Cork AI Meetup 3 - Introduction to Text Analytics and Natural Language Processing (plus hands-on)

Peter Elger

March 15th 2018


hosted by Peter Elger / Keelin Murphy


At this third meetup sponsored by fourTheorem, our guest speaker Nick Grattan provided an introduction to text analytics techniques and their practical usages. This was followed by a hands-on tutorial implementing Word2Vec with TensorFlow.

The evening began with a welcome message from organisers Peter Elger (fourTheorem CEO) and Keelin Murphy (Research Fellow, UCC), and encouragement to dive into the beer and pizza whilst enjoying the material. Mark Hayes from the SQL User Group then followed with a message about an upcoming 1-day training event called ‘SQL Saturday’, scheduled for the 9th June 2018. The SQL User Group provides high quality technical sessions delivered by elite professionals on related topics such as database administration, development, cloud , data platforms and more! This event is usually held in Dublin but fortunately this year will be held at Cork University College! The entry fee is €250.

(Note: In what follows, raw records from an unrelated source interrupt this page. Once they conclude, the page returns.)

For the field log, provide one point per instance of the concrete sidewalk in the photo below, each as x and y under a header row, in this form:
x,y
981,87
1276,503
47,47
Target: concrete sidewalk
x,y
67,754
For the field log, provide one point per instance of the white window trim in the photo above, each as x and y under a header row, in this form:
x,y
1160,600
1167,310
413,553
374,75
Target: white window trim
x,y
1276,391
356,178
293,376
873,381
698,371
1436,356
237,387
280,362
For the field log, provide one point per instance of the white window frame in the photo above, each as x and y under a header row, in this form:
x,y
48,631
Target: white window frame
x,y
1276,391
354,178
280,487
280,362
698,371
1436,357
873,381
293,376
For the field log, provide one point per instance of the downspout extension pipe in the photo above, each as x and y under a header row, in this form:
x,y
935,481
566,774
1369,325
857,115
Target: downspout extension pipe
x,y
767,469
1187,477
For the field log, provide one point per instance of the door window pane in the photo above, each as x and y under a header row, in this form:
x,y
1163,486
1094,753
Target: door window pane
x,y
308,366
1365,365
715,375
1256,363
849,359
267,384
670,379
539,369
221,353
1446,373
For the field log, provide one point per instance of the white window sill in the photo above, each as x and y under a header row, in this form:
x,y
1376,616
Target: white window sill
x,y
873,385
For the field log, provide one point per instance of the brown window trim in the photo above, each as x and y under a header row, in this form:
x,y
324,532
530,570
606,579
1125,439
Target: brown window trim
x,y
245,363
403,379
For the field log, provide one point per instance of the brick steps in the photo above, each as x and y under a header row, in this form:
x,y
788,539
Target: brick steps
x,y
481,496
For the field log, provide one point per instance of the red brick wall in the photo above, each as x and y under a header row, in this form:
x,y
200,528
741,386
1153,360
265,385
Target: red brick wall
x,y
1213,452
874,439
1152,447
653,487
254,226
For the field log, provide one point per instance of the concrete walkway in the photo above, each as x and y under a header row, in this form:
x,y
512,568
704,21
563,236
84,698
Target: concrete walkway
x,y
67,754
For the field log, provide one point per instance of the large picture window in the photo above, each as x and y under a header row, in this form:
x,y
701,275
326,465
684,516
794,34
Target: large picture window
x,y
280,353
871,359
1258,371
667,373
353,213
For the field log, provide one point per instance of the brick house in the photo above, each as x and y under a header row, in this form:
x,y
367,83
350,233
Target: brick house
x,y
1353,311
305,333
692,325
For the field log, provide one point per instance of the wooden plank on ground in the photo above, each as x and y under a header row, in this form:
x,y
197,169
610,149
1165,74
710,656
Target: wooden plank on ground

Check out this link for more information!
http://www.sqlsaturday.com/742/EventHome.aspx


Nick Grattan is an Application Architect at Dassault Systèmes, working on document and process management systems. He is also studying part-time for a Ph.D. in Text Analytics at the Insight Centre, University College Cork, Ireland. Nick gave a hugely informative and easily understandable introduction to text analytics and natural language processing (NLP). Cork AI introduction to  Text Analytics and Natural Language Processing by Nick Grattan

Nick covered topics such as:

  • Traditional “Frequentist” text analysis with Bag-of-Words and Vector Space Models. Measuring document/text similarity with distance metrics and clustering documents. He showed examples using Python and SciKitlearn.
  • Word Embeddings with Word2Vec for semantic term analysis.

Video of Nick from the meetup - https://youtu.be/ESMZDm9TPKg

Nick’s presentation slides from meetup - https://nickgrattandatascience.wordpress.com/

Cork AI introduction to  Text Analytics and Natural Language Processing by Nick Grattan


After a short break for more pizza, the second part of the evening continued with Nick leading a hands-on Word2Vec implementation using TensorFlow. This process included creating word embeddings from a corpus and exploring word semantics. Prerequisites for this hands-on workshop included access to an Amazon Web Services (AWS) account for GPU EC2 instances, and installation of an SSH client (Windows users were steered to the Putty client http://www.putty.org/ ).

Additional links that might be of interest referenced by Nick -

Links to video’s from last meetup:


The Cork AI meetups are non-profit events that allow our community to connect with like-minded individuals, share knowledge, and gain experience through a common interest in tech. The purpose of this blog post is to provide a summary of the evening’s events for anyone who might have missed being there live in person. A huge thanks to our organisers, speakers, and attendees for another successful evening. We hope to see you all at Cork AI #4!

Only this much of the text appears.